Ich widersprach ihr nicht. Ich war ihr dankbar, daß sie zu mir kam, daß sie Teilnahme hatte. Denn die hatte sie, und sie stand nach einigen Wochen neben mir, als mein armer Jean seine Augen weit öffnete und in klagendem Tone meinen Namen rief:

»Ottony!«

Ich beugte mich über ihn. »Hier bin ich!«

»Du bist mir doch nicht böse?« Er fragte in demselben Ton wie in den Zeiten seiner Jugend, wenn er mich neckte.

Ich legte meine Wange an die seine.

»Ich zürne dir nicht, armer Jean!«

»Armer Jean!« Leise sprach er das Wort nach und sagte nichts mehr. Aber als seine Seele entflohen war, lächelte sein müder Mund. –

Dann ging ich bald nach Deutschland. Paris war mir nichts mehr, und vielleicht auch war ich zu hochmütig, um in Niedrigkeit in derselben Stadt zu leben, die einst meinen Glanz gekannt hatte. Ein kleines Vermögen holte mein Sachverwalter aus dem Zusammenbruch heraus, und dann bin ich zu Schiff denselben Weg gereist wie einst, da ich jung war und da die Welt vor mir lag.

Es ist gut, einen Platz in der Welt zu haben, an den man immer gehen kann. Einst lachte ich über das kleine verschlafene Städtchen zwischen Landseen und Buchenwäldern. Es kam der Tag, an dem ich aufatmete, als ich wieder über seine holprigen Gassen gehen konnte. Die Menschen hatten sich kaum verändert; noch immer hielt der gute Herzog sein Höfchen, und der Kammerherr Treusch diente ihm. Aber Onkel Ferdinand hatte schneeweiße Haare bekommen, und als er mich sah, zitterten seine Lippen.

»Das Leben ist schrecklich, wenn man einsam ist!« sagte er leise. Ja, es war traurig, ohne Tante Amelie weiterleben zu sollen. Auch ich empfand die trostlose Einsamkeit, als ich mit dem armen Kammerherrn in seine öde Wohnung ging. Der Nähtisch meiner Tante stand noch, wie sie ihn verlassen hatte, auf dem kleinen Bord daneben lagen einige Bücher. Eins davon war der Thomas a Kempis in französischer Sprache und mit dem Wappen von Savoyen geschmückt. Es war das Geschenk der Prinzessin Lamballe an mich, als sie zu ihren Mördern ging. Jung, wie ich damals war, hatte ich dies Buch halbwegs verloren; Tante Amelie hatte es für mich bewahrt.

Nachdenklich schlug ich die vergilbten Blätter auf; in den Gedanken an die Schicksale anderer wurde meine Seele still.

Denselben Nachmittag besuchte mich Fräulein von Ahlefeld. Sie war noch rüstig, weinte, als sie von ihrer verstorbenen Freundin sprach, und lachte gleich über irgendeinen dummen Witz des Herzogs.

»Man muß vergnügt bleiben!« sagte sie halb entschuldigend, als sie die hochgezogenen Augenbrauen des armen Kammerherrn sah. »So lang' ich lebe, will ich mich der Stunden freuen, die mir Gott noch gibt. Einige Menschen nennen uns Klosterdamen überflüssig, weil wir nicht geheiratet und keine Kinder in die Welt gesetzt haben. Wir alten Jungfern aber dürfen helfen, wo's zu helfen gibt, und Freude bereiten, wo sonst keine zu finden ist!«

Sie sagte noch mehr gute und verständige Worte, und ich hörte ihr aufmerksam zu. Sie hat recht – solange Gott uns nicht von der Erde nimmt, so lange müssen wir streben, seinem Willen zu leben.

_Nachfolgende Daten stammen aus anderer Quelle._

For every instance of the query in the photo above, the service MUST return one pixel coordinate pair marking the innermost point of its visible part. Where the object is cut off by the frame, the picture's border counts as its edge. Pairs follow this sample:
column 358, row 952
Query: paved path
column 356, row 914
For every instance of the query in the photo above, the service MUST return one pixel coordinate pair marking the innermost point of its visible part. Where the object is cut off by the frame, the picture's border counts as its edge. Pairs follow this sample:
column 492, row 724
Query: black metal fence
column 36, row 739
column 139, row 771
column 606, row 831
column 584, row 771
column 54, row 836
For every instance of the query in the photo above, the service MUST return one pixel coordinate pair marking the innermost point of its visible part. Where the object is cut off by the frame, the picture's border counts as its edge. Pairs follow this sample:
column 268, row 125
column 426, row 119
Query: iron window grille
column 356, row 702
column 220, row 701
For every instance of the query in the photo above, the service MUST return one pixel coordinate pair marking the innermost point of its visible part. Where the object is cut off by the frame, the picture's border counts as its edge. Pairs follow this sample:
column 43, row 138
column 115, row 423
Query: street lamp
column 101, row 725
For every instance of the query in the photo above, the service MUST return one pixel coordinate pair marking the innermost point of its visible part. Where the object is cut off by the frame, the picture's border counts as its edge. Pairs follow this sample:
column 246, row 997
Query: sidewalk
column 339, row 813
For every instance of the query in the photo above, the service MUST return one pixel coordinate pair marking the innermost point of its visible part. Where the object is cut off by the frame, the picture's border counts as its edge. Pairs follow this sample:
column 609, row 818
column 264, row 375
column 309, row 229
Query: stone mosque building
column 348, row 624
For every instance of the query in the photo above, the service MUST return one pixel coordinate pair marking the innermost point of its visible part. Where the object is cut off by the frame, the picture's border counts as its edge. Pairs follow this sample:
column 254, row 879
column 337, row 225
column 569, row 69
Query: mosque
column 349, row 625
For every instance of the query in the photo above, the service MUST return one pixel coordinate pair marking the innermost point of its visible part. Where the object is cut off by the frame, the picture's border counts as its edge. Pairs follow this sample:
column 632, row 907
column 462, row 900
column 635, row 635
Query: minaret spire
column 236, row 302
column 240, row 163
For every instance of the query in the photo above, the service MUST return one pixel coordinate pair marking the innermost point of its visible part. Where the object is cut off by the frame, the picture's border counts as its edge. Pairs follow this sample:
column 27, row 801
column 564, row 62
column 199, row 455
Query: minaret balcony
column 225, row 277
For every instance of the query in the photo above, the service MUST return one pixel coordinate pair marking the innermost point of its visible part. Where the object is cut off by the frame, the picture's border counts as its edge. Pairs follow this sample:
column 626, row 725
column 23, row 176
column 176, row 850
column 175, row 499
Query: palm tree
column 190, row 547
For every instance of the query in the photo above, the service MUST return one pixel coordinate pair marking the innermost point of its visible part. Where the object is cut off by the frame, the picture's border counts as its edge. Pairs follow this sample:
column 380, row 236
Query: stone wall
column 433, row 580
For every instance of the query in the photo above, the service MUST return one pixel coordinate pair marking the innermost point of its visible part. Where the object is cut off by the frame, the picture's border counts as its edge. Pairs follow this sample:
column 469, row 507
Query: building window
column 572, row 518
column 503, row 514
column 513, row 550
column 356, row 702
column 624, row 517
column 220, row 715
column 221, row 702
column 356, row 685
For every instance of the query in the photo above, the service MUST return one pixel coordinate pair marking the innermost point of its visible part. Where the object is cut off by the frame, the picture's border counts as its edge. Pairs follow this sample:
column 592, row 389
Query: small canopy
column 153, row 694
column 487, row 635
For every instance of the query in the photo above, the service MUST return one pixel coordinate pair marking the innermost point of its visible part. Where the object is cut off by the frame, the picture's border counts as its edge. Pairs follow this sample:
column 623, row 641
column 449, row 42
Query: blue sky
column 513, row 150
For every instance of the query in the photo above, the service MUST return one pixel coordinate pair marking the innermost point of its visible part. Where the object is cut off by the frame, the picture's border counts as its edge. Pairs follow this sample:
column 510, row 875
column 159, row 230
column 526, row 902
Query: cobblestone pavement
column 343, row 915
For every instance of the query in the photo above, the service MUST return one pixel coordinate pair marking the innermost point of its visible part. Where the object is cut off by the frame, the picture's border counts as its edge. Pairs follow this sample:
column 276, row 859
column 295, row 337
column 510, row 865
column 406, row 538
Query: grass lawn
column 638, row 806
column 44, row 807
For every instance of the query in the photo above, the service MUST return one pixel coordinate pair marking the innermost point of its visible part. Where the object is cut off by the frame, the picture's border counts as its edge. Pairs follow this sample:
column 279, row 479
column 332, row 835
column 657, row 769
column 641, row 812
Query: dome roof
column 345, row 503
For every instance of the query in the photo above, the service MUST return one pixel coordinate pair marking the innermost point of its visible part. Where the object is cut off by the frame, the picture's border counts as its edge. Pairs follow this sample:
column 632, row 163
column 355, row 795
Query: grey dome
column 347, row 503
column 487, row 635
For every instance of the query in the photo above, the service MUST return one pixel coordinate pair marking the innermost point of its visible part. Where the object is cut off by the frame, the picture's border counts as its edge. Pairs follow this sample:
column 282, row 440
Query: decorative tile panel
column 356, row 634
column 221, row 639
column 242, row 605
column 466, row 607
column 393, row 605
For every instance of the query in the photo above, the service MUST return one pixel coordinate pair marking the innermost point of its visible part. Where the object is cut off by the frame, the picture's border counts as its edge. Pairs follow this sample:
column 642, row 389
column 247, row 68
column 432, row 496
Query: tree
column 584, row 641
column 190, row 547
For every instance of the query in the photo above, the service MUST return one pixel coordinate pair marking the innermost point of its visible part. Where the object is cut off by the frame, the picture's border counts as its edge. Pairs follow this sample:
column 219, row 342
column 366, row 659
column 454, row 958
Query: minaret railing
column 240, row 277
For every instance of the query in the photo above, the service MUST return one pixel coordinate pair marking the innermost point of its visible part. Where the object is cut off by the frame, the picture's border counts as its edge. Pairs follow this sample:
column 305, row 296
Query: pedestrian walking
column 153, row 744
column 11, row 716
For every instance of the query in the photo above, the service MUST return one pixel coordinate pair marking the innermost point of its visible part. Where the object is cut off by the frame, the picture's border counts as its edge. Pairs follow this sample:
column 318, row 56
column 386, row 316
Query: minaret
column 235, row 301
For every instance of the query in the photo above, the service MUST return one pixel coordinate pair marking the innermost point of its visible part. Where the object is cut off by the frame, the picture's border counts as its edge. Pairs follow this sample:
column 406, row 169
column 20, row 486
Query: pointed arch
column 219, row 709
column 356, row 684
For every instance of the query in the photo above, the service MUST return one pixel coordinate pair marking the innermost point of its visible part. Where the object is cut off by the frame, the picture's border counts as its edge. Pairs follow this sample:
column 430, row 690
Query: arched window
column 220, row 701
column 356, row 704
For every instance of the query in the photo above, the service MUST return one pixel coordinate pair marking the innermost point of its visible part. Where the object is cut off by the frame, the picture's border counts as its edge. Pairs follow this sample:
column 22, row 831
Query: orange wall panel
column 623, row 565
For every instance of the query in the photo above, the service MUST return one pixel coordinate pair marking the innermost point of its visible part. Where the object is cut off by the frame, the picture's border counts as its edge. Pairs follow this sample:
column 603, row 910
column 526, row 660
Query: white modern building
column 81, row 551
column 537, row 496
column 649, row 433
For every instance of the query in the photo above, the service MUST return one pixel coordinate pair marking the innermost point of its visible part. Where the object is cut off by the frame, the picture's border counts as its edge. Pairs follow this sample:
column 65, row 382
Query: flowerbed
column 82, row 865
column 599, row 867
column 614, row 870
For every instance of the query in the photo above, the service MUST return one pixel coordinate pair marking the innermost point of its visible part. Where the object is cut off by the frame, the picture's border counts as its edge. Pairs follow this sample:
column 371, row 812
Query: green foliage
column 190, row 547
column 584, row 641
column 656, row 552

Mit Tante Georginens Hilfe kaufte ich mir ein Häuschen, das billig zu haben war, und dann versuchte ich, nicht immer allein zu sein und nicht immer zu grübeln. Schwer ist's, aber es ist hier gerade eine Witwe gestorben, deren Mann im Feldzuge blieb, und die zwei noch junge Kinder hinterläßt. Ich habe sie vorläufig ins Haus genommen, und sie lachen und jubeln den ganzen Tag. Dem armen Kammerherrn ist's beinah' zu viel, er mag keine lustigen Menschen sehen,' aber er hat sich angewöhnt, sein Mittagsmahl bei mir zu nehmen, wenn er nicht Dienst beim Herzog hat. Und eigentlich hat er nie Dienst – ein jüngerer Herr, der lustige Geschichten zu erzählen weiß und gänzlich verarmt ist, hat sich an den guten Herzog gedrängt und wird von ihm gern gesehen. So muß der Alte dem Jungen wohl Platz machen. Herr von Treusch tut's nicht gern. Es war seine einzige Abwechslung, dieser kleine Dienst beim Herzog, und ich habe die Empfindung, daß er tief unglücklich geworden wäre, wenn er nicht mein kleines Häuschen hätte, in das er sich flüchten und mit dessen Herrin er von seiner geliebten Verstorbenen sprechen kann. Also bin ich nicht ganz unnütz auf der Welt. Die zwei kleinen Mädchen rufen mich schon Mutter! Tante Georgine wird hoffentlich bald mit mir zufrieden sein!

* * *

Gleichmäßig gleiten die Tage dahin; es gibt wenig Menschen, mit denen ich verkehren möchte, die meisten sprechen nur von ihrem eigenen Befinden, ihren Angelegenheiten, oder sie klatschen über- und miteinander. Beim Herzog zu sein, ist nicht leicht, er will Witze erzählt haben oder selbst welche machen. Manchmal überkommt mich eine grenzenlose Sehnsucht – bin ich denn noch so jung, daß ich mich nicht bescheiden kann?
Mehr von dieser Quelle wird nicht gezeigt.